Congress should not pass laws that make it impossible for free enterprise to function efficiently and produce the goods and services our people need.

To prevent petroleum firms from investing in alternate energy resources would condemn America to power and fuel shortages that would cripple our economic expansion in the future. That's what this bill would do. That's why it should be defeated.

Senator ABOUREZK. The hearings will recess until tomorrow at 9:30 a.m. in this room.

[Whereupon, at 10:32 a.m., the proceedings were recessed, to reconvene on Thursday, June 19, 1975, at 9:30 a.m.]

INTERFUEL COMPETITION ACT OF 1975

THURSDAY, JUNE 19, 1975

U.S. SENATE,

SUBCOMMITTEE ON ANTITRUST AND MONOPOLY
OF THE COMMITTEE ON THE JUDICIARY,
Washington, D.C.

The subcommittee met at 9:30 a.m., in room 318, Russell Senate Office Building, Hon. James Abourezk presiding.

Present: Senator Abourezk.

Also present: Charles E. Bangert, general counsel; Henry M. Banta, assistant counsel; Walter S. Measday, chief economist; Patricia Y. Bario, professional staff member; Catherine M. McCarthy, chief clerk; Peter N. Chumbris, minority chief counsel; and Harry Dixon, assistant counsel.

Senator Abourezk. The subcommittee hearings will come to order. Senator Hruska, who is the ranking minority member, has been unable to attend the hearings today because of other Judiciary and Appropriations Committee business.

We have this morning as the first witness a distinguished colleague and friend of mine, Senator Cliff Hansen of Wyoming, who has a statement to present to the committee, and if you are ready, Cliff, we are ready to hear it.

STATEMENT OF CLIFFORD P. HANSEN, A U.S. SENATOR FROM THE STATE OF WYOMING

Senator HANSEN. Thank you very much, Mr. Chairman.

I appreciate this opportunity to appear before this very important subcommittee to discuss a bill that is of real interest to me.
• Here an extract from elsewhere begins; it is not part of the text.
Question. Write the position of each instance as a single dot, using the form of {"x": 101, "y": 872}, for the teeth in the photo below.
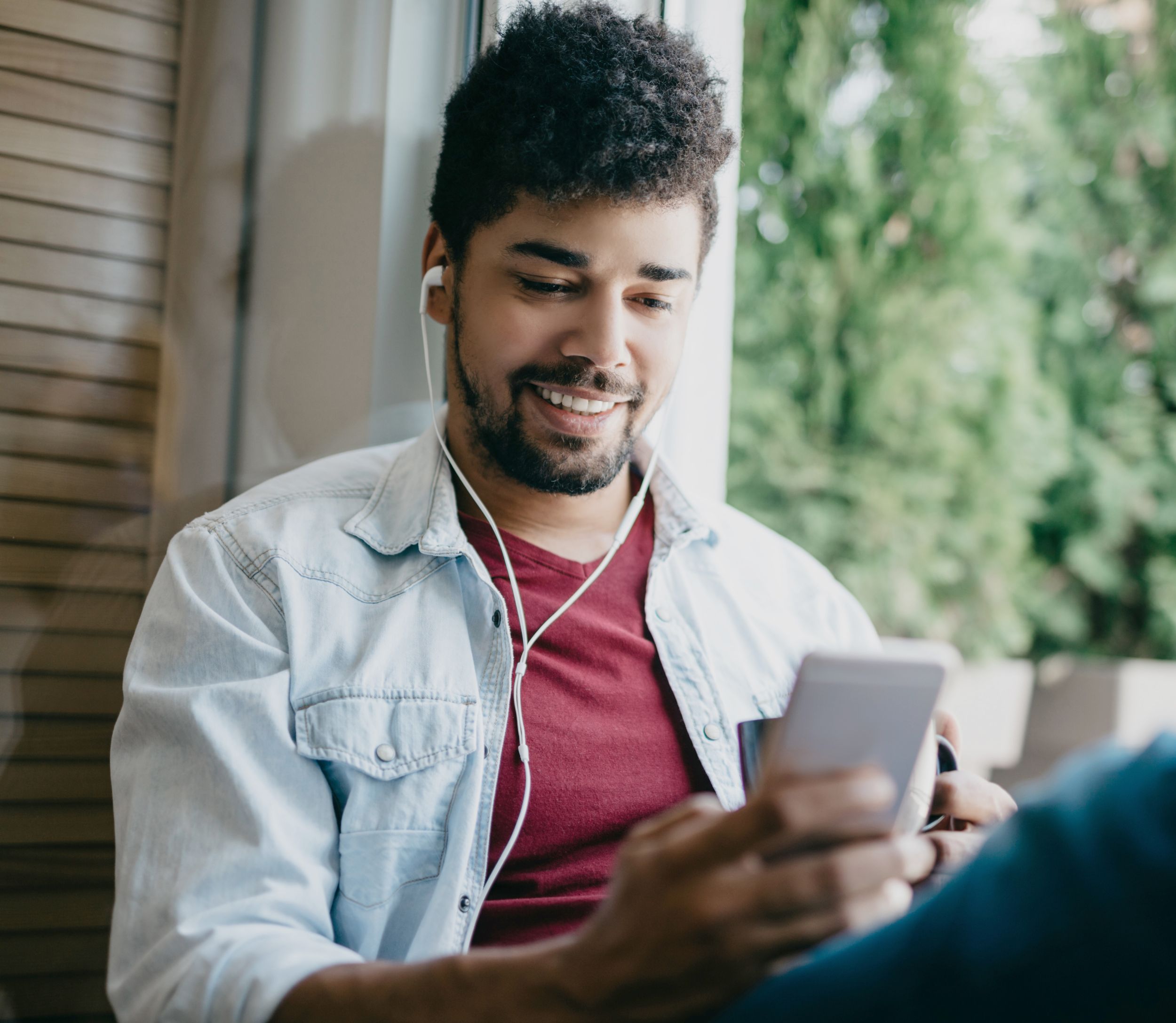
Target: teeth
{"x": 580, "y": 405}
Let me say, though, I happen to disagree in this particular instance with some of the ideas that are held by the distinguished acting chairman of the subcommittee.

I find myself in agreement in many, many respects with him. I think he has provided a very important and essential element of balance in terms of worldwide perspective as we try to seek ways and means of bringing about more peaceful conditions throughout the world, and I am delighted to serve with the distinguished Senator from South Dakota.

He and I, as most members know, are members of the Interior Committee and we have had a good many problems in common and I appreciate this opportunity of being here this morning.

Senator ABOUREZK. We are very glad to have you here, and if I had known that you did not agree with me I do not know that we would have invited you, Cliff.